PORT ARTHUR, Texas, Sept. 23 (UPI) -- Hurricane Rita hit land late Friday at the Texas-Louisiana border.
At 11 p.m. EDT, the eye was 55 miles southeast of Sabine Pass, the National Hurricane Center reported. But with hurricane force winds extending out from the center for 85 miles, the Gulf Coast in eastern Texas and western Louisiana was already feeling Rita's fury.
The storm's turn to the east was good news for Galveston and Houston and bad news for New Orleans, where wind-driven water surged across the sand bags and cement used to temporarily plug flood walls.
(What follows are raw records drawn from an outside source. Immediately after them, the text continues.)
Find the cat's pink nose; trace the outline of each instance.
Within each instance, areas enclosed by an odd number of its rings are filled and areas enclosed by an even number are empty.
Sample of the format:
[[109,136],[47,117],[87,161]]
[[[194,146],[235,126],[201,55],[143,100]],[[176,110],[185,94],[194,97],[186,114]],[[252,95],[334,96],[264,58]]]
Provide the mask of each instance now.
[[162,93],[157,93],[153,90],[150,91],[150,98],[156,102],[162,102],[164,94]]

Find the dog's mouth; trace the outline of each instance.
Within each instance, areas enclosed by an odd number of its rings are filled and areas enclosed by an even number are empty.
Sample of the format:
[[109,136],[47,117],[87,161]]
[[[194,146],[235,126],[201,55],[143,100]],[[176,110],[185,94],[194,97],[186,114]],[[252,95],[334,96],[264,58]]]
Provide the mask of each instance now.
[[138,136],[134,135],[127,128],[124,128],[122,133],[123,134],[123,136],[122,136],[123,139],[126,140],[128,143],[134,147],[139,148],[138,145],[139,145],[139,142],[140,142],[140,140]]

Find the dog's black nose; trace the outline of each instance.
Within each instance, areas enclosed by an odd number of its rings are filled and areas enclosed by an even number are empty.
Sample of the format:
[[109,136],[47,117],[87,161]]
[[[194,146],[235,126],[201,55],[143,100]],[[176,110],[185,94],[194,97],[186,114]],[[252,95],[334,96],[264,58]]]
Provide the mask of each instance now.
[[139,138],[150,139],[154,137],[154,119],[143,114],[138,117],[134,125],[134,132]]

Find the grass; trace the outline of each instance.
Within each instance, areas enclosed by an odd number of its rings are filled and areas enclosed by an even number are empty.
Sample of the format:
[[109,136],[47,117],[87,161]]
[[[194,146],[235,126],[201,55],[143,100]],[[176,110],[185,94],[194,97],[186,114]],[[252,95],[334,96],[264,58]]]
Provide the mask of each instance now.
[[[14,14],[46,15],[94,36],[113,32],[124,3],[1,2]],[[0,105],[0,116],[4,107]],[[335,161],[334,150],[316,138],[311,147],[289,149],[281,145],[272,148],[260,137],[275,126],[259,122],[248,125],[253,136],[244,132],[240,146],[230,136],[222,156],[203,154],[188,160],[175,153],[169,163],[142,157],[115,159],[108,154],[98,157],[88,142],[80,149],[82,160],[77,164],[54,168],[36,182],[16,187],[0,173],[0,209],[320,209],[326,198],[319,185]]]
The city's 9th Ward, recently pumped out, flooded again with up to 4 feet of water submerging a 30 to 40 block area.
The storm was moving northwest at almost 12 mph with top sustained winds of 120 mph. Rita remained a strong Category 3 hurricane after weakening from a Category 5 on Thursday.
The hurricane center said further weakening as Rita moves off the Gulf.
Hurricane warnings remained in effect from Sargent, Texas, on Matagorda Bay west of Houston to Morgan City, La. Tropical storm warnings were posted from Morgan City to the mouth of the Pearl River, including the New Orleans metropolitan area and Lake Pontchartrain.
Rita was expected to produce rain accumulations of 8 to 12 inches, with as much as 20 inches possible in some areas. The Hurricane Center warns if the storm slows down over land, parts of eastern Texas and western Louisiana could get 25 inches in the next few days.